MITE-Hunter is a UNIX program pipeline composed mainly of Perl scripts. Given genomic sequences as the input data, MITE-Hunter identifies Class 2 non-autonomous TEs and produces outputs of consensus sequences classified into families. MITE-Hunter can use multiple processers (default 5 CPUs). The MITE-Hunter pipeline has five main steps that are summarized in Figure 1: (i) identify TE candidates through a structure-based approach, (ii) identify and filter false-positives using an approach based on the pairwise sequence alignment (PSA), (iii) generate exemplars, (iv) identify and filter false-positives using an approach based on the multiple sequence alignment (MSA), generate consensus sequences and predict TSDs and (v) group consensus sequences into families. Details of each step are presented in the results section.
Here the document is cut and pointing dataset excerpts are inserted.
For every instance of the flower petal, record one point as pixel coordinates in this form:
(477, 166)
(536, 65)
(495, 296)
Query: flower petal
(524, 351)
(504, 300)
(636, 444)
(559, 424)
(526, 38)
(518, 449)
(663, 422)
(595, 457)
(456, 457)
The five main steps of the MITE-Hunter pipeline. Gray bars are genomic sequences, black and red triangles are TSDs and TIRs, respectively, blue bars are predicted TEs, white bars are homolog sequences, dashed lines are gaps and yellow bars are sequences that are similar to each other but not to those represented by green bars (and vice versa). (A) Identification of candidate TEs. Three predicted candidate TEs are shown. (B) Filtering of false-positives based on the PSA. Four types of alignments are shown (a–d). Except for the candidates in (d), all the others are filtered as false-positives. (C) Selection of TE exemplars. (D) Filtering of false-positives based on the MSA, predicting TSDs and generating consensus sequences. (e) and (f) are two special types of MSA (see text for detail). (E) Selecting new exemplars and grouping TEs into families.